A recent and dramatic shift in how people work has led to increased demand for direct collaboration across many departments of a business, and building developers must be mindful of this. Here are three important things to consider in the conceptual or design phase:
#1: Build a Space to Facilitate Collaboration
As a real estate developer, it helps to recognize that your new lessee will want optimal physical space and the appropriate amenities. Provide this, and you'll lease your space and grow your bottom line more quickly. If yours is an owner-occupied building, the same applies in today's dynamic workplace.
Modern technology has changed the commercial building world like other industries. Since workers increasingly telecommute and require highly flexible spaces, taking on this new challenge requires a shift in both thought and action.
Property owners should rethink space utilization on a deeper level to account for real changes in tenant needs that ultimately drives marketability. For one, building owners should attempt to increase the portion of space allocated to functional common areas.
Additionally, a new building design, should take into consideration the need for workstation phone booths, and build fewer private offices to accommodate this new collaborative work environment.
One of the most cost-effective ways to free up space is to replace cubes with couches, standing desks, and even larger hallways. Casual seating areas to accommodate a small team can be placed throughout a facility to encourage cross-functional collaboration.
Facilities that feature move-in ready collaborative space are much more attractive to today's new technology companies.
#2: Offer Maximum Flexibility
Tenants are increasingly demanding a high degree of flexibility due to changes brought on by digital technology. Companies often need to house a significant number of workers for shorter periods of time as consultants, telecommuters, and flexible workers are hired for projects.

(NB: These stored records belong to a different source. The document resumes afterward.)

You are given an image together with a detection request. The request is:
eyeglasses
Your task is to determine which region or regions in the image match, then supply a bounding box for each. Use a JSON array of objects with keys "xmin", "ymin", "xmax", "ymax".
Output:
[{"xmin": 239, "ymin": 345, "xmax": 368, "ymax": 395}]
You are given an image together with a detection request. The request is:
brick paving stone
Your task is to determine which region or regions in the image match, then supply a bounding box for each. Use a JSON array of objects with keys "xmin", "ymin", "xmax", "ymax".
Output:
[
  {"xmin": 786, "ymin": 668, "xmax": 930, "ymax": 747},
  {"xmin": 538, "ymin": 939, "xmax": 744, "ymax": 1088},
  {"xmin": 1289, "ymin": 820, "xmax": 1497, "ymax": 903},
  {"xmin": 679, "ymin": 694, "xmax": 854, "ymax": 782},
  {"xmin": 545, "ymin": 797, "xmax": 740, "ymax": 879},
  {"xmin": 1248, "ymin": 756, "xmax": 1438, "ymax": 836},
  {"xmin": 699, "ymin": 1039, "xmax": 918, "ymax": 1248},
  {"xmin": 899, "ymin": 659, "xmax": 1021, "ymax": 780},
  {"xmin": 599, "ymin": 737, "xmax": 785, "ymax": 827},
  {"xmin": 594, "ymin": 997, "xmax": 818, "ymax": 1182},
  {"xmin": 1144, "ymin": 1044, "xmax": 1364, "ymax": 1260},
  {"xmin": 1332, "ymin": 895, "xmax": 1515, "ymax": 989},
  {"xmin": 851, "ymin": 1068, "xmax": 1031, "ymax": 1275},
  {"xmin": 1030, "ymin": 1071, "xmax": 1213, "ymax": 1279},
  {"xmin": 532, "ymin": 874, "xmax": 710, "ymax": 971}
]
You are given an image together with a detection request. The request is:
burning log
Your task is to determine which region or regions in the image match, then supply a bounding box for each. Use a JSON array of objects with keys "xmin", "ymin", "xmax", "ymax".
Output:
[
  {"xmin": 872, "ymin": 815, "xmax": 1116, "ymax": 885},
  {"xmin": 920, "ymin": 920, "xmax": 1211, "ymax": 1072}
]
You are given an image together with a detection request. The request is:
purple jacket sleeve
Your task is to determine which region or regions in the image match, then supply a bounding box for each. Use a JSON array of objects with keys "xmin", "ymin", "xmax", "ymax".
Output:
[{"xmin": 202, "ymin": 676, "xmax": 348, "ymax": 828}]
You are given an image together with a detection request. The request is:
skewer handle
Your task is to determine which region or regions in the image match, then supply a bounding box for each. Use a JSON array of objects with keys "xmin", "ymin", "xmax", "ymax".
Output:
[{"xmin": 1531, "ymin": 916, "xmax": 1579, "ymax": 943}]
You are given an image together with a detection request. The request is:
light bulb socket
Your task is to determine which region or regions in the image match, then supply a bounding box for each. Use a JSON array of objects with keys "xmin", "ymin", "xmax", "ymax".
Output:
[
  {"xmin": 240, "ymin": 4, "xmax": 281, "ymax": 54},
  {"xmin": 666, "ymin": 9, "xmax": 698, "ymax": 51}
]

Consequently, tenants want a space that can expand during peak periods while being efficient and tidy once operations return to normal. To accommodate what new lessee may want, think about a space that can accommodate several meeting areas, a copying facility, and various options for food preparation.

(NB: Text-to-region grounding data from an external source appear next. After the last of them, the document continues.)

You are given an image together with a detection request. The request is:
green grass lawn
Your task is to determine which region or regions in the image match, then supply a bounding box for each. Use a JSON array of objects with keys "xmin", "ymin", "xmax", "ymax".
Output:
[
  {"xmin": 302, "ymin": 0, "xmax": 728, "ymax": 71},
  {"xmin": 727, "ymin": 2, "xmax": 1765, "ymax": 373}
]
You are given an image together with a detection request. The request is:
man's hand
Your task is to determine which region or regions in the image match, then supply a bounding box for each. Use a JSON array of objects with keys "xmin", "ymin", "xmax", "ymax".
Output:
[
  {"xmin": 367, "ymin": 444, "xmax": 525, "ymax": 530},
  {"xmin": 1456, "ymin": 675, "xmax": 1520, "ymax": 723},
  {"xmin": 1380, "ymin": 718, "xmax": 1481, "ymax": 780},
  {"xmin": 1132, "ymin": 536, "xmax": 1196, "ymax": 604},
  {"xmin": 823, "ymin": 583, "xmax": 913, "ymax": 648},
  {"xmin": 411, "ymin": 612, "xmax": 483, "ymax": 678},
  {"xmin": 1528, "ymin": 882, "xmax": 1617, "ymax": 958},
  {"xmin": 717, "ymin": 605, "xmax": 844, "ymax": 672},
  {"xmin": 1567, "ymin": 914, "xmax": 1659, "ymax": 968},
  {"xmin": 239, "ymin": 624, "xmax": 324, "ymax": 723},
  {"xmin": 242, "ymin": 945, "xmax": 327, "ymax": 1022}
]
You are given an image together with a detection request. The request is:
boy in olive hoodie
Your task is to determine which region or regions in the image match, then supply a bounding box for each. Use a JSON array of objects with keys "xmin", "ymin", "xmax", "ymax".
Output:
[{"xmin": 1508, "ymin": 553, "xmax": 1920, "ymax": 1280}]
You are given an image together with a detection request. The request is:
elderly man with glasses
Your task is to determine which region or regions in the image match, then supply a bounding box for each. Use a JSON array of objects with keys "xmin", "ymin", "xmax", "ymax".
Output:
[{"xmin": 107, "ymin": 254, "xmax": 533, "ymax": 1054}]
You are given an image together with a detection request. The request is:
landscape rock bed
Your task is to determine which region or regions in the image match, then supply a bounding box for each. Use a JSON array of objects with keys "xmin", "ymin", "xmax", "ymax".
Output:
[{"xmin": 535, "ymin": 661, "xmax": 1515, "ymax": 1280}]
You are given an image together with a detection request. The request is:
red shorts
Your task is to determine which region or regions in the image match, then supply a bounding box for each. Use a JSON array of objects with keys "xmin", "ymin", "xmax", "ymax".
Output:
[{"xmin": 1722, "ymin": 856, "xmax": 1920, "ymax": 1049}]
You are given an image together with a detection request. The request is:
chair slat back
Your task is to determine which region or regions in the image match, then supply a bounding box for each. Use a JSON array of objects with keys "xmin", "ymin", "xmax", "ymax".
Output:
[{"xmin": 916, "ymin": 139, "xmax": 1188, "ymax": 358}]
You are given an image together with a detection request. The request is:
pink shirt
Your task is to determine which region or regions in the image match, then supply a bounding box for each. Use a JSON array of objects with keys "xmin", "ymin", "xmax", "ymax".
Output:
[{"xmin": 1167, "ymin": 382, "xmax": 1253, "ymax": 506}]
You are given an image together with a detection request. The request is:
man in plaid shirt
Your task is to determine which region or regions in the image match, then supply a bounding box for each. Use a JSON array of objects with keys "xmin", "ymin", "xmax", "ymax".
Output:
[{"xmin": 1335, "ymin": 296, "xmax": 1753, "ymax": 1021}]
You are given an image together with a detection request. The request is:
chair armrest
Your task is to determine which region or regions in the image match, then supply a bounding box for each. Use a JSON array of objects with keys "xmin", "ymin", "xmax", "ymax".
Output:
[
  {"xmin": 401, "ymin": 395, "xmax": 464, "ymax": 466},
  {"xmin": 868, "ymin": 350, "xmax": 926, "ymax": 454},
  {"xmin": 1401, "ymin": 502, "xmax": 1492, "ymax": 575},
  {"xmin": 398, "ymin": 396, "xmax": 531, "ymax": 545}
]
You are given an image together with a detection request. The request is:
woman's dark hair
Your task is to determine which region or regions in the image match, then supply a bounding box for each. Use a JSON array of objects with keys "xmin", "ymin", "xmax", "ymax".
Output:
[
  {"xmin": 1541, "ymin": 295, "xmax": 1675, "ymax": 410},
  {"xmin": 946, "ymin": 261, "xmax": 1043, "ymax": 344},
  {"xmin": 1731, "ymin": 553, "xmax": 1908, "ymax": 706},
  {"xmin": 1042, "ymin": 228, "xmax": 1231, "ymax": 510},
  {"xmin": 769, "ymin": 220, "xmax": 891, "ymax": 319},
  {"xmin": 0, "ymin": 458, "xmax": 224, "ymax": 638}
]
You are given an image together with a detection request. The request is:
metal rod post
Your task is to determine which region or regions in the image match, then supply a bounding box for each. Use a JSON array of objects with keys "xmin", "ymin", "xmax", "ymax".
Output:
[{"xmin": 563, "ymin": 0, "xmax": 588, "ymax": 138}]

#3: Use the Right Technology
Widespread smartphone use and the internet of things are introducing fundamental changes to the way tenants think of security in an office space. More frequently companies are relying on smartphones applications that can easily and securely grant and remove access privileges.
Online ordering is also on the rise, so make sure there’s a reliable and safe way to control how deliveries get in and out of your building. Companies also expect state-of-the-art video conferencing capabilities. Therefore, you need to look into providing reliable 5G, webcams, managed network security, and other crucial technologies.